Happy Herb type shows had been popular in the 1950s, when we squinted through the "snow" and made out shapes on B&W TVs. More sophisticated viewing fare and a plethora of cartoons claimed even the youngest viewers by the time we had a color TV in 1964. There were fewer people in Montana in those days, fewer cars, slower roads, and a slower pace of life. I lived in Bozeman and the Gallatin Valley for 6 years when my wife and I attended Montana State University in the 1960s. The Horseshoe Hills were devoid of subdivisions, as was Four Corners and the Gallatin Gateway area. Tom Brokaw et al. hadn't discovered the place, though Richard Boone had a hideaway outside Missoula, and Chet Huntley had a place here as well. The Hollywood set hadn't come in numbers. Ted Turner wasn't widely known, except for his yachting exploits in the sports pages. Our Governor, Brian Schweitzer, has a cameo in the film too. I'm sure he was hoping the movie would attract some sort of business, or more retirees from other states.

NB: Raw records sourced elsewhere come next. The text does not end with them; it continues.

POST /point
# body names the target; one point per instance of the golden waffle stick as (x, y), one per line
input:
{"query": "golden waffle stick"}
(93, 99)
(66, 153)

The collapse of the economy last year has slowed growth in the retirement industry quite a bit.

If you're inspired to move to Montana by this film, just remember, you'll be helping to love it to death. If you're just dying to put a home on a hillside, to split up some farmland, to get a grand view of a river valley, stand in line. You'll be fighting with the neighbors over access and water rights soon enough. Make sure you have a job lined up before you come. The economy is lousy. Agriculture, logging, and mining were once the backbone of this state, and while ranching and farming is still struggling along, logging and mining are, for all practical intents and purposes, vestigial industries. There is growth in health care, as more doctors are moving in to take care of a rapidly aging population. The county I live in has a population where only half the income is generated by payroll. The rest of it is retirement, unemployment, disability, or welfare income. Half the population (not including the few kids in our shrinking schools) is unemployed. So come and visit, enjoy the views that are left, but think twice before you carve the land up some more and plunk a house down on a hillside or in the trees. The treasure is gone from the Treasure State, and the Big Sky is getting cluttered. My apologies to the realtors, I know you have to make a living too, but there it is."
Perfect family viewing!
Plooky Looky | Los Angeles, CA USA | 04/17/2009
(5 out of 5 stars)

"I was one of the lucky few who caught this movie in the theaters before it was suffocated by the studio blockbusters. A great movie for all the family with a little bit of everything in it for kids and adults alike. Shot in glorious Montana, it was actually inspired by a true story. Who would have believed the FBI was sent in to investigate the kidnapping of a puppet! Some great performances and a movie you'll never get bored of watching! Well worth buying for one's library!"